The new WTO should, then, complement rather replace the existing organization. But we must also recognize that the new organization will likely deal with a completely different set of problems. For example, whereas tariffs can be eliminated with the stroke of a pen, reducing certain supply chain barriers – particularly those related to infrastructure – will require upfront investments. Recognizing that the projected gains from supply chain improvement are gross rather than net has a crucial implication: the benefits from any agreement will depend on prior investments that will have to be accommodated in national budgets, many of which are already becoming tighter and tighter.
Traditional trade policies can be likened to the famous “prisoner’s dilemma,” in which the individually “rational” decision to betray the other party actually leads to a less beneficial outcome than if both parties cooperated.
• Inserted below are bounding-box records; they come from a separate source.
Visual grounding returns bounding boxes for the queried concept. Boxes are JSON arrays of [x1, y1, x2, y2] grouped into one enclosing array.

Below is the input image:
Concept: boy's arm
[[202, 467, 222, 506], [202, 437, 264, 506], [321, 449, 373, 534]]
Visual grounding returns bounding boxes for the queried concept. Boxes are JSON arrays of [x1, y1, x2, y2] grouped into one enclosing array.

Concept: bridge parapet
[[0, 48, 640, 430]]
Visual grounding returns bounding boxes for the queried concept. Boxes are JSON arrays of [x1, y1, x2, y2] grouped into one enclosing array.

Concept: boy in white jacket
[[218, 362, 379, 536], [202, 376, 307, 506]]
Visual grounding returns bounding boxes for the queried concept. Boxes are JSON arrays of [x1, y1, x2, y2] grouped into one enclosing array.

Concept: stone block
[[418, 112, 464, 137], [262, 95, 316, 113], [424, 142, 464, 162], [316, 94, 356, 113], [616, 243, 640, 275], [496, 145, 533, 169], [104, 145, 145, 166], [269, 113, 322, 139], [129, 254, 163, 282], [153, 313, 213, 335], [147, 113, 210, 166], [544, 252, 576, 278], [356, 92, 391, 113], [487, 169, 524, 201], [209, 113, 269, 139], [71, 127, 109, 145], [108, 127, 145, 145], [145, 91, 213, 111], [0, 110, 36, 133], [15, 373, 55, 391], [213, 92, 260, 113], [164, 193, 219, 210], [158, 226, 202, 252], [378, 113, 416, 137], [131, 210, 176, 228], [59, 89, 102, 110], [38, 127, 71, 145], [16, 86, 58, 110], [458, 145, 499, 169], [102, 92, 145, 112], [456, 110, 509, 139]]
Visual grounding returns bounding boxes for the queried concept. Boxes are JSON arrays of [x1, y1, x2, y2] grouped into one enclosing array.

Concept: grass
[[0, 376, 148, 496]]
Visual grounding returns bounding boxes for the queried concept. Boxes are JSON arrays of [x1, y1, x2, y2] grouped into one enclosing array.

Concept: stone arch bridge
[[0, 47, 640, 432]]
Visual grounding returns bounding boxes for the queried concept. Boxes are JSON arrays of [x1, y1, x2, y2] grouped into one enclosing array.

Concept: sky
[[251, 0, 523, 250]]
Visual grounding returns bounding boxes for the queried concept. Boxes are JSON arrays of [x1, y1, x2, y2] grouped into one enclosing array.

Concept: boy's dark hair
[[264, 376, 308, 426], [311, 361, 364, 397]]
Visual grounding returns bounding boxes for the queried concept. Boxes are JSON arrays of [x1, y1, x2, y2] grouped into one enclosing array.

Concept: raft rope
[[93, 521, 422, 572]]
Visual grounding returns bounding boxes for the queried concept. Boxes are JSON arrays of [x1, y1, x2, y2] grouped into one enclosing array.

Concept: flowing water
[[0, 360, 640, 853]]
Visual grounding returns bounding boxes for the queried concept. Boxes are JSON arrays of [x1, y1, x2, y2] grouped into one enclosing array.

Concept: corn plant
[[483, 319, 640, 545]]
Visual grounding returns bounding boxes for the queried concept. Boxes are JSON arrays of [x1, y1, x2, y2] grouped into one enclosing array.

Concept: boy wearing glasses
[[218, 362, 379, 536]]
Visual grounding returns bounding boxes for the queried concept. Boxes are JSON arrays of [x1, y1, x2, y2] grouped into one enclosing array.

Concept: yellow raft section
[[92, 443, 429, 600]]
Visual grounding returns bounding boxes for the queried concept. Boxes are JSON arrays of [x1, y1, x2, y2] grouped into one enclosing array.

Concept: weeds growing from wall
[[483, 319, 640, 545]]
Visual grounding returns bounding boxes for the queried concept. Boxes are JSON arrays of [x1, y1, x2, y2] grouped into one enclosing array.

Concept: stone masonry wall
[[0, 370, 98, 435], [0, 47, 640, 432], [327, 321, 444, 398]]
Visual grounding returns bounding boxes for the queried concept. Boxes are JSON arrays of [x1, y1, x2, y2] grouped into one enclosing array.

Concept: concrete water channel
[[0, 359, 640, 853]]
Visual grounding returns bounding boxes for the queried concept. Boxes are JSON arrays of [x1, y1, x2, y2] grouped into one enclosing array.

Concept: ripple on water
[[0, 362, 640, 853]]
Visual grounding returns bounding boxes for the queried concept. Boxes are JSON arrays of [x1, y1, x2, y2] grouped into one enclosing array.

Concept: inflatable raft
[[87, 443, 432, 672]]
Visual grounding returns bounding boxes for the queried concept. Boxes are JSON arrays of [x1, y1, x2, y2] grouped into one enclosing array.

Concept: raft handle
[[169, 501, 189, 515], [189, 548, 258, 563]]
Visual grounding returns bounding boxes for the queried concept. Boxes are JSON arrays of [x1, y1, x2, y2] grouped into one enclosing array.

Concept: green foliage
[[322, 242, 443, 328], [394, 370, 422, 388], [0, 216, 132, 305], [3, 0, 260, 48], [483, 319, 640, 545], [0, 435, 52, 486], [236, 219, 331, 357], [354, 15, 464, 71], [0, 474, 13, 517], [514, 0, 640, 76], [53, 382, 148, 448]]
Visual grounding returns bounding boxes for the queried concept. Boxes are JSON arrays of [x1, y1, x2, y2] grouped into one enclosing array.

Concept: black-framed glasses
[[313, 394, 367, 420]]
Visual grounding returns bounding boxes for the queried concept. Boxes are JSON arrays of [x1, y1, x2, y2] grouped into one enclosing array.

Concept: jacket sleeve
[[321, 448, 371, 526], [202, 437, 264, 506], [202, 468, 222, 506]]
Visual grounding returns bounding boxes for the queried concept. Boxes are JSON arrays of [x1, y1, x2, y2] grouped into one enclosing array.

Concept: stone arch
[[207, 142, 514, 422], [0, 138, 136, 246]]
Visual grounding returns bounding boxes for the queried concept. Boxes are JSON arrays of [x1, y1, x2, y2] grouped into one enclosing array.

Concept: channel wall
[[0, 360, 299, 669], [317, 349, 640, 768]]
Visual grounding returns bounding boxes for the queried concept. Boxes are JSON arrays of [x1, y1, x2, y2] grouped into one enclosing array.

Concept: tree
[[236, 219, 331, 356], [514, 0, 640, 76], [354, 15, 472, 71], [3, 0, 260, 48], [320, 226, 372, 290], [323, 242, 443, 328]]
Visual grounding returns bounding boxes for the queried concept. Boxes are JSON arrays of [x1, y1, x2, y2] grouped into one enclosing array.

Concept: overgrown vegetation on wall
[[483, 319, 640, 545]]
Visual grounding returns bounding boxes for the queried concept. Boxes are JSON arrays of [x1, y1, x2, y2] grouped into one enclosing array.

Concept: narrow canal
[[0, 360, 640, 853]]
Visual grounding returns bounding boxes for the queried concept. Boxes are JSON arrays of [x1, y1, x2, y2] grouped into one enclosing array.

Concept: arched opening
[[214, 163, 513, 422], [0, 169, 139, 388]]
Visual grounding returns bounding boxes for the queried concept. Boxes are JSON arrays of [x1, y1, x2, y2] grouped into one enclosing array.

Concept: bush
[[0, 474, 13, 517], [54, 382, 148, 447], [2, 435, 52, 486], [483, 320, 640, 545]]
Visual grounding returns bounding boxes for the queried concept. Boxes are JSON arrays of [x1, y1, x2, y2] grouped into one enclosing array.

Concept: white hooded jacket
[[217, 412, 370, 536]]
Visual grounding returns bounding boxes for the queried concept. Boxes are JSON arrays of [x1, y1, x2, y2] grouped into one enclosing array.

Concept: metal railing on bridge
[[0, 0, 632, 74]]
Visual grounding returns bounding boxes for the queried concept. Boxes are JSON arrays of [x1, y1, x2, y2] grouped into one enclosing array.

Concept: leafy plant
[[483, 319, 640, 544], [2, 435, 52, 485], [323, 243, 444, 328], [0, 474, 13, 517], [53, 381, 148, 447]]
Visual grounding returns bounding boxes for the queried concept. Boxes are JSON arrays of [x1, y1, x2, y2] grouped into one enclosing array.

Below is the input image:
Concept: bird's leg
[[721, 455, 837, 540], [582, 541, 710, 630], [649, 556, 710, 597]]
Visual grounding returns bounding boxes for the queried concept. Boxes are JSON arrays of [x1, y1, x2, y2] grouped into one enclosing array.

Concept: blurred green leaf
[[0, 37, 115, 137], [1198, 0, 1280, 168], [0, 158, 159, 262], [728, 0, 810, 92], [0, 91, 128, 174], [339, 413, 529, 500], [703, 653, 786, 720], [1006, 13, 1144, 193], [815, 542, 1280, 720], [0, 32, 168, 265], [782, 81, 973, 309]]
Tariffs help the country instituting them, while harming other countries; thus, the end result of individually rational protection is collective folly. The GATT/WTO’s success has been based on an understanding of such natures’ policies, and on cooperation in trying to limit their use.
To properly tackle supply chain barriers, such cooperation must continue and expand. Trade policies will need to be based on dynamic and responsive procedures more in step with industrial practices, both nationally and globally. Keeping our game theory analogy, countries and trade negotiators should think less along the lines of the prisoner’s dilemma and more along the lines of the classical coordination game, in which all parties can realize mutual gains, but only by making mutually consistent decisions.
In this new environment focusing on global supply chains, economic policies are not necessarily the problem, as they have been in the case of trade barriers; in fact, in some circumstances, they could even provide solutions. While the WTO 2.0 cannot, and should not, replace the 1.0 version, if established and maintained correctly, it will play an important role in supplementing the original as a way to ensure proper global trade governance.
References
Baldwin, R. 2012. WTO 2.0: Global governance of supply-chain trade. CEPR Policy Insight No.64.
Gereffi, G. and J. Lee. 2012. “Why the World Suddenly Cares About Global Supply Chains.” Journal of Supply Chain Management 48(3): 24-32.
World Economic Forum, Bain & Co., and World Bank. 2013. Enabling Trade: Valuing Growth Opportunities . Geneva.